Solve for all $x,y\in N$ and $x^3-3^y = 2015$

Question

Question:

Solve for all $x,y\in N$ and $x^3-3^y = 2015$

So far I have tried $\mod(7)$ and $\mod(8)$ but I am not sure if I am in the right path or not I will be happy if someone can toss me a hint.

Answer 1

Use Metin's idea of "reject solution of too large" and someone's idea of mod $13$ -> $3\mid m$, I reach a solution.

Consider mod $13$, then

$3^y\equiv1,3,9 \pmod {13}$

$x^3\equiv1,5,8,12 \pmod {13}$

Thus, $3^y\equiv1 \pmod {13}, x^3\equiv1 \pmod {13}, 3\mid y$

Let $y=3z, k=3^z$, so $x>k>0$

Then $x^3-3^y = x^3-(3^z)^3 = x^3-k^3 = (x-k)(x^2+xk+k^2) = 2015 $

$x^2+xk+k^2$ is factor of $2015$ and thus bounded above, we can have $x<45$. Then the rest is check and reject by computer. (By hand is tough)
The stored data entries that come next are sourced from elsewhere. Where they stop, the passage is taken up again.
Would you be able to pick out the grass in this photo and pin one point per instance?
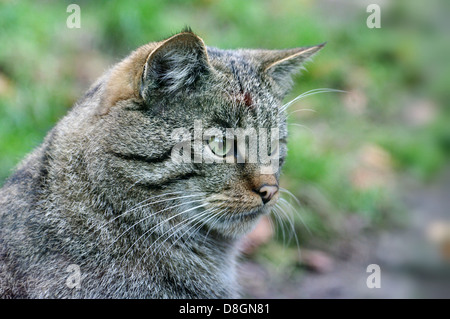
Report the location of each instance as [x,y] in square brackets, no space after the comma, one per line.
[44,68]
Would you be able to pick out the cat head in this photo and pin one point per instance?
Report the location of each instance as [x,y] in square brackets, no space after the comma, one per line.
[197,131]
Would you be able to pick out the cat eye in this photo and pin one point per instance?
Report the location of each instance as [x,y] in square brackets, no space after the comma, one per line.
[220,146]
Furthermore, consider $x^3-27^z=2015$ with mod $7$, we have $7\mid x$. (Consider all outcomes as above). With $x\equiv2 \pmod{6}$ by Alexander. We can reject all $x<45$ except $14$.

Answer 2

EDIT: The proof has a fatal flaw as pointed out in the comments.

We will show that the solutions cannot be infinitely large and reduce the infinite search space to a finite one. This basically solves the problem because we can check the remaining finite number of candidates either by hand or by a computer.
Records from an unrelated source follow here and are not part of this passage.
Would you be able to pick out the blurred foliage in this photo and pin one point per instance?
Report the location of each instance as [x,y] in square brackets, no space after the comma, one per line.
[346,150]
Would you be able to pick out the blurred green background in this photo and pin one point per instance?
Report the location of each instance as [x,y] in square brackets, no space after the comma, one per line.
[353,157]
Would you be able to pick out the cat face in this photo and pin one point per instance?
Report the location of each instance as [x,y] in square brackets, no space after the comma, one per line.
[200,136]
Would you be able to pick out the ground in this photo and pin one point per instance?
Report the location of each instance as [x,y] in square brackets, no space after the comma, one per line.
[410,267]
Assume $(x, y)$ is a solution. Of course we have $3^y < x^3$. Also, for $x \geq 27$, we have $x^3 - (x-1)^3 > 2015$; therefore, we need to have $(x-1)^3 < 3^y < x^3$. This is equivalent to $\frac{3}{\log 3} \log (x-1) < y < \frac{3}{\log 3} \log (x)$. However, notice that $\frac{3}{\log 3} \log (x) - \frac{3}{\log 3} \log (x-1) < 1$ for $x \geq 4$, so there can be no integer between them.

This shows that there is no solution when $x \geq 27$.

Searching through the numbers with $x < 27$ and $y < 9$, we find that the only solution is $x = 14$ and $y = 6$.